Interview: Dienstreisen im Recruiting

Sophie Reinhardt arbeitet für die HSEQ Professional on & offshore GmbH als Inhouse Recruiterin. Sie operiert aus unserem Backoffice in Heinsberg und trägt die Verantwortung für die Bewerberinnen und Bewerber, die Stellenausschreibungen und die zwischenmenschlichen Beziehungen im Team.

Kürzlich trat sie ihre erste Dienstreise zu unseren im Norden gelegenen Projekten an, um Kontakte zu knüpfen und zu pflegen sowie Eindrücke und Know-How auf den Baustellen zu sammeln. All das steht ihr nun als Hintergrundwissen für neue Stellenausschreibungen und potenzielle neue Bewerberinnen und Bewerber zur Verfügung.
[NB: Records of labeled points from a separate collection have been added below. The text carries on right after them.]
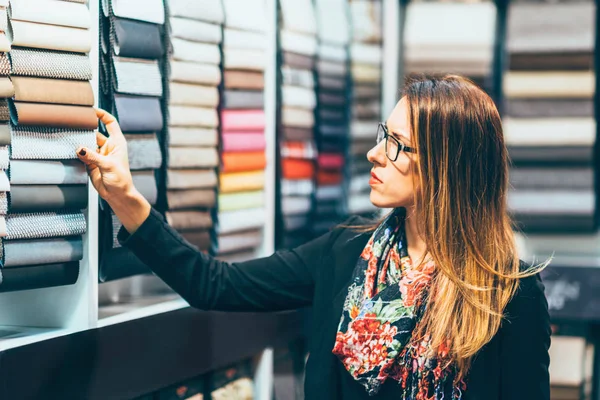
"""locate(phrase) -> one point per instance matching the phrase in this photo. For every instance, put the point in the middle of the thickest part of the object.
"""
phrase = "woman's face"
(391, 182)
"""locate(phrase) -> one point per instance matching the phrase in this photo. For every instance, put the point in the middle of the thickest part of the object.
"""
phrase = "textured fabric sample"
(193, 116)
(245, 161)
(192, 72)
(241, 200)
(199, 157)
(236, 120)
(145, 182)
(200, 137)
(50, 64)
(191, 179)
(139, 77)
(189, 220)
(54, 91)
(202, 10)
(39, 276)
(39, 198)
(196, 31)
(19, 253)
(241, 220)
(195, 198)
(239, 99)
(51, 13)
(241, 181)
(44, 225)
(136, 39)
(152, 11)
(53, 116)
(539, 28)
(143, 151)
(193, 95)
(249, 141)
(244, 80)
(139, 114)
(550, 131)
(32, 172)
(30, 143)
(50, 37)
(549, 84)
(185, 50)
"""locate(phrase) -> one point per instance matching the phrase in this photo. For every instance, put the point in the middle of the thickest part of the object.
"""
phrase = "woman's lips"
(374, 179)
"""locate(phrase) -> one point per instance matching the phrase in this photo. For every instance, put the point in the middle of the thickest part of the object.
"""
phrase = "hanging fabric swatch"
(549, 125)
(133, 75)
(51, 115)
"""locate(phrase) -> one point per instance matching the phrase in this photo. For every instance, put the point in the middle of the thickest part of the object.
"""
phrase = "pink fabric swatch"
(331, 161)
(233, 120)
(240, 141)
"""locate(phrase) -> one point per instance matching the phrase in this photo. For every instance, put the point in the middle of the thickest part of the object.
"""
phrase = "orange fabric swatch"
(245, 161)
(297, 169)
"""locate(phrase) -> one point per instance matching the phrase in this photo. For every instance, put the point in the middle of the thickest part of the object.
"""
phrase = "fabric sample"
(50, 64)
(39, 276)
(184, 179)
(186, 199)
(234, 142)
(193, 116)
(32, 172)
(143, 151)
(50, 37)
(238, 99)
(241, 181)
(139, 77)
(138, 114)
(136, 39)
(196, 31)
(236, 120)
(193, 95)
(189, 220)
(152, 11)
(245, 161)
(19, 253)
(192, 72)
(53, 116)
(201, 137)
(54, 91)
(39, 198)
(30, 143)
(241, 220)
(44, 225)
(250, 80)
(241, 200)
(199, 157)
(49, 12)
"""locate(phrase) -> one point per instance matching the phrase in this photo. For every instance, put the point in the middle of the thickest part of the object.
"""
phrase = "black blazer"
(513, 366)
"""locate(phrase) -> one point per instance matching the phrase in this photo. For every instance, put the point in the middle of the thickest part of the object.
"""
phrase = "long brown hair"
(461, 178)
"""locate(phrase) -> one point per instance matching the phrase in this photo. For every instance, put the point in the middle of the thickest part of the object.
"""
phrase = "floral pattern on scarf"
(384, 305)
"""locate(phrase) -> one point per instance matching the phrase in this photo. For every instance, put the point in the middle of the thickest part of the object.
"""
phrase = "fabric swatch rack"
(549, 123)
(366, 62)
(242, 175)
(195, 85)
(332, 113)
(297, 152)
(51, 115)
(132, 63)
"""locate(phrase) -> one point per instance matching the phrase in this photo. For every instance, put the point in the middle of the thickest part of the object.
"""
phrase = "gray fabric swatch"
(42, 251)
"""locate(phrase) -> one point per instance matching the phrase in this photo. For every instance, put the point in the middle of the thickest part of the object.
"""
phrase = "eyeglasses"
(393, 147)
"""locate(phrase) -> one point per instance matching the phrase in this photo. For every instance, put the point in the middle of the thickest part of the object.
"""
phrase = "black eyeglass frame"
(400, 146)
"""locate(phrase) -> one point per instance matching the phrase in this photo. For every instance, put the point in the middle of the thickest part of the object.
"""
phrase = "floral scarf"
(385, 302)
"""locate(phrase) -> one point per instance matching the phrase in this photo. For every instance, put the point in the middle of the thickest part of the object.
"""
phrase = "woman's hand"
(108, 168)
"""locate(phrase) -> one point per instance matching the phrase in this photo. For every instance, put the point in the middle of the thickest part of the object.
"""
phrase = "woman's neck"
(417, 248)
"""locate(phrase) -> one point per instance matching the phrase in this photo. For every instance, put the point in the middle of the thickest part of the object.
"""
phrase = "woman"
(431, 303)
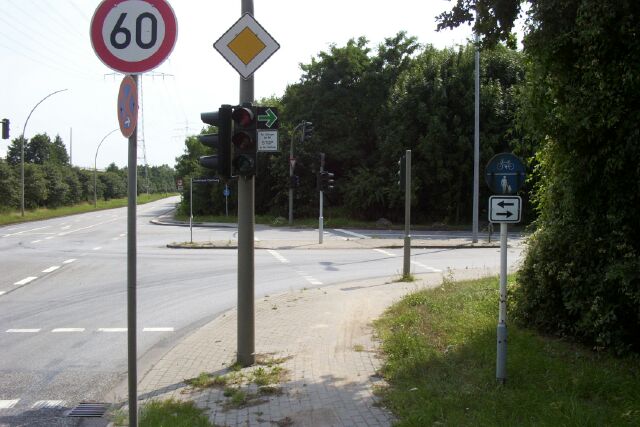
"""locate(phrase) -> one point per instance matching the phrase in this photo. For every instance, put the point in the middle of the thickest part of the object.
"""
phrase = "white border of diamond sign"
(222, 45)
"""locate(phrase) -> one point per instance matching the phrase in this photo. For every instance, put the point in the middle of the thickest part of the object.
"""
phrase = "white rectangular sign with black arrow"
(505, 209)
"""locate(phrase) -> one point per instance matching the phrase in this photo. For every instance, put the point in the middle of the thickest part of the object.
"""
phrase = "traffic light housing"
(402, 171)
(244, 140)
(5, 128)
(325, 181)
(221, 141)
(307, 131)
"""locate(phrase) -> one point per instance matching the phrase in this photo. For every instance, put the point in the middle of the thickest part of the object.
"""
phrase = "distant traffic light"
(5, 128)
(244, 140)
(221, 141)
(307, 131)
(325, 181)
(402, 177)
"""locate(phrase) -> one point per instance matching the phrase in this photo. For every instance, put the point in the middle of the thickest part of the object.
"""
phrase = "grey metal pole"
(501, 361)
(246, 224)
(95, 170)
(320, 217)
(406, 268)
(24, 128)
(132, 275)
(476, 144)
(291, 174)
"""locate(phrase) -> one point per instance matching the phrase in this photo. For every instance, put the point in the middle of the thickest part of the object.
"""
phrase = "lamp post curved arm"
(22, 147)
(95, 170)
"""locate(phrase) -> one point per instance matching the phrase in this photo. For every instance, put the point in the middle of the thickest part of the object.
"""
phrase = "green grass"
(45, 213)
(440, 351)
(173, 413)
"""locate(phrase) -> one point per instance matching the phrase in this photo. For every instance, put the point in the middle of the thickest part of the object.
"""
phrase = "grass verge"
(440, 352)
(45, 213)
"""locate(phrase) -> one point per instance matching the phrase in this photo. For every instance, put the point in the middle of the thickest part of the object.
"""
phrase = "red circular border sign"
(117, 64)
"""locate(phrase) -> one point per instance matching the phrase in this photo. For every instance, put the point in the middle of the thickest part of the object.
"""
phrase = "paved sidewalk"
(322, 338)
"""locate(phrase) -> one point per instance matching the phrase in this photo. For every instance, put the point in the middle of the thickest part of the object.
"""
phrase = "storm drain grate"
(85, 409)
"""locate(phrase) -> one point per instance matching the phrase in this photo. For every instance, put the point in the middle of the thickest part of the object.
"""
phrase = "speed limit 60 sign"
(133, 36)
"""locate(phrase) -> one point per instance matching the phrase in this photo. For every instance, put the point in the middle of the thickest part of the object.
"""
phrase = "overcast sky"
(45, 46)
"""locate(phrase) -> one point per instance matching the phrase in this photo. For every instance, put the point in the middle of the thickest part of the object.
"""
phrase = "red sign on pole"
(133, 37)
(128, 106)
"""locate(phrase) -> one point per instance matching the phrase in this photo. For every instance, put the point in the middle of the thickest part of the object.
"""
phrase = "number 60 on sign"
(133, 36)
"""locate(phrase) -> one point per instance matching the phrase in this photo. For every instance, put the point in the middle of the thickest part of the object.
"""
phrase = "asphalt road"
(63, 298)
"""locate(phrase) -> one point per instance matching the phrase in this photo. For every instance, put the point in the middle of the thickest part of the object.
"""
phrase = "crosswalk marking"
(25, 280)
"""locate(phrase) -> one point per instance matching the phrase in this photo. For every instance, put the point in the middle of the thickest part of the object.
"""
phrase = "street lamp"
(22, 147)
(95, 170)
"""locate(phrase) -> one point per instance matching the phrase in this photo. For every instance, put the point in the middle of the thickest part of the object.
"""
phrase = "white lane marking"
(351, 233)
(277, 256)
(382, 251)
(25, 231)
(6, 404)
(426, 267)
(26, 280)
(162, 329)
(49, 404)
(84, 228)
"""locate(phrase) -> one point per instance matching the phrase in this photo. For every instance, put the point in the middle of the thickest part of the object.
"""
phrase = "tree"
(581, 274)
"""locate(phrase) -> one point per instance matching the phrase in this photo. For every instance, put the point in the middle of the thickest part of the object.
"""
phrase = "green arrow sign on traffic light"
(269, 117)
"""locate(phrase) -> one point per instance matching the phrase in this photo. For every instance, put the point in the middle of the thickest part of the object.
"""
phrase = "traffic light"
(221, 141)
(5, 128)
(244, 140)
(307, 131)
(325, 181)
(402, 167)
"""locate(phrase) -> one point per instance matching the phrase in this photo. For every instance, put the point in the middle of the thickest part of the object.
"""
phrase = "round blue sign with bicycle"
(505, 174)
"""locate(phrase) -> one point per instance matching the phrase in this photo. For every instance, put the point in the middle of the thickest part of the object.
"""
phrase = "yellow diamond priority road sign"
(246, 45)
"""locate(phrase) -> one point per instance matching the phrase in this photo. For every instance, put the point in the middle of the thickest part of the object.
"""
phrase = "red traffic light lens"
(243, 116)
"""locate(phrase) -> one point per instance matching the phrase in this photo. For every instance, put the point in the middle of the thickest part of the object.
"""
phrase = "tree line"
(50, 181)
(367, 107)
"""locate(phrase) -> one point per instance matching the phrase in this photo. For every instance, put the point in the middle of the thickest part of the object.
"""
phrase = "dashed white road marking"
(25, 231)
(382, 251)
(25, 280)
(277, 256)
(351, 233)
(112, 329)
(7, 404)
(426, 267)
(49, 404)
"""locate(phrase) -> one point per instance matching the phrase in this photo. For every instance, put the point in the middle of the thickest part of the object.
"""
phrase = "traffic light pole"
(246, 222)
(320, 217)
(406, 268)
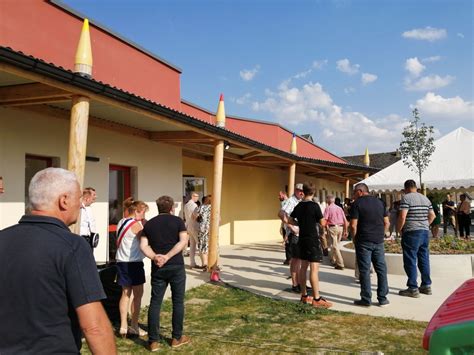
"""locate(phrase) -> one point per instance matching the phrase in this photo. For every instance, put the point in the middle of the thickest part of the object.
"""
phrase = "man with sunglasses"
(369, 222)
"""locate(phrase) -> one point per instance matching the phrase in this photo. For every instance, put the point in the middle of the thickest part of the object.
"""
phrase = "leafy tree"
(417, 145)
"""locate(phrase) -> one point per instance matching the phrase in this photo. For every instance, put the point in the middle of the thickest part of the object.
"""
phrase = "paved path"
(258, 268)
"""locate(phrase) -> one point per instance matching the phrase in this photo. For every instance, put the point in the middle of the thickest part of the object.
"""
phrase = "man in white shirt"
(88, 226)
(192, 227)
(292, 234)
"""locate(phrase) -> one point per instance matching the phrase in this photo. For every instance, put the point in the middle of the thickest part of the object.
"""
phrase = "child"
(306, 215)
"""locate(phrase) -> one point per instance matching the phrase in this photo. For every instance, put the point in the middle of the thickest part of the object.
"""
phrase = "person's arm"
(386, 224)
(282, 215)
(431, 216)
(96, 327)
(323, 222)
(178, 247)
(345, 228)
(402, 215)
(147, 250)
(353, 228)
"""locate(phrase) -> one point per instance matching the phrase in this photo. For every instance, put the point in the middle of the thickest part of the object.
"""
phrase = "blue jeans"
(174, 275)
(367, 253)
(415, 245)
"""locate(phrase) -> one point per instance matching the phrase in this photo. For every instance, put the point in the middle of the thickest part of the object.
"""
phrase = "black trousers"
(464, 221)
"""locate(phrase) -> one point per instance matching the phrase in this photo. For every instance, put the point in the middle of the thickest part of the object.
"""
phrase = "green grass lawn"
(225, 320)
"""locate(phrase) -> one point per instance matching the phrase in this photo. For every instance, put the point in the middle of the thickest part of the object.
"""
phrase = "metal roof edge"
(78, 14)
(39, 66)
(263, 122)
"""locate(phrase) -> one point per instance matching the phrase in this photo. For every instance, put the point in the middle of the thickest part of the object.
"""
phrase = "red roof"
(269, 133)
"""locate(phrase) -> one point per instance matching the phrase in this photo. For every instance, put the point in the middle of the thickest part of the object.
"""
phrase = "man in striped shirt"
(416, 215)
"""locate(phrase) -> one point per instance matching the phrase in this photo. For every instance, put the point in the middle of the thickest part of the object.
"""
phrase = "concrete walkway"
(258, 268)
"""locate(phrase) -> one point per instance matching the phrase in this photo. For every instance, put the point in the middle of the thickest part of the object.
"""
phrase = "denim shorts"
(130, 274)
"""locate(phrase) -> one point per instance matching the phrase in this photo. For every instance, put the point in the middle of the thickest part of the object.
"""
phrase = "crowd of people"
(62, 302)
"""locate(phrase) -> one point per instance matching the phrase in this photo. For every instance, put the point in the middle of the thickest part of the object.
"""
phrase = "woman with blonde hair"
(131, 274)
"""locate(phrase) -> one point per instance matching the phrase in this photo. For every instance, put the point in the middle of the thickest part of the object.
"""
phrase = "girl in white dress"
(131, 274)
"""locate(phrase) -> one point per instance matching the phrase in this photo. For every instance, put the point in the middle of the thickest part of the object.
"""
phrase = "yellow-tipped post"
(366, 161)
(80, 112)
(220, 115)
(292, 172)
(83, 59)
(213, 259)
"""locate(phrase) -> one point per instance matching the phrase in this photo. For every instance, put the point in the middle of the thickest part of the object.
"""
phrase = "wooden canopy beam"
(180, 136)
(93, 121)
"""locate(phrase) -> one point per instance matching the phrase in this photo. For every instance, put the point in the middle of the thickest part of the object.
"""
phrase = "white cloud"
(426, 34)
(345, 66)
(431, 59)
(302, 74)
(368, 78)
(430, 82)
(249, 74)
(438, 107)
(414, 67)
(319, 64)
(343, 132)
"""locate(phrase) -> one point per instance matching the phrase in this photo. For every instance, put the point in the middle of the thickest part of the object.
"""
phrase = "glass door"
(119, 190)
Ihre vergangene zweite Dienstreise führte sie zuletzt in den Süden Deutschlands. Sie besuchte das SuedLink-Projekt der TransnetBW.

Im Interview spricht sie über ihre Eindrücke und Erfahrungen von den Baustellen und darüber, wie ihr die Dienstreisen in ihrem Job als Recruiterin weiterhelfen.

Redaktion: Liebe Sophie, bitte erzähl uns zunächst einmal etwas über die Baustellen, die du während deiner zweiten Dienstreise in Süddeutschland besuchen durftest?

Sophie: Bei meiner zweiten Dienstreise durfte ich mir verschiedene Baustellen entlang der Stromkabeltrasse ansehen, um deren unterschiedlichen Bauweisen kennenzulernen. Von der sogenannten HDD-Bohrung über die Pressung bis hin zu der offenen-Graben-Weise war tatsächlich alles dabei. Außerdem habe ich natürlich auch dieses Mal eine Konverterbaustelle besucht und war von den Dimensionen überwältigt!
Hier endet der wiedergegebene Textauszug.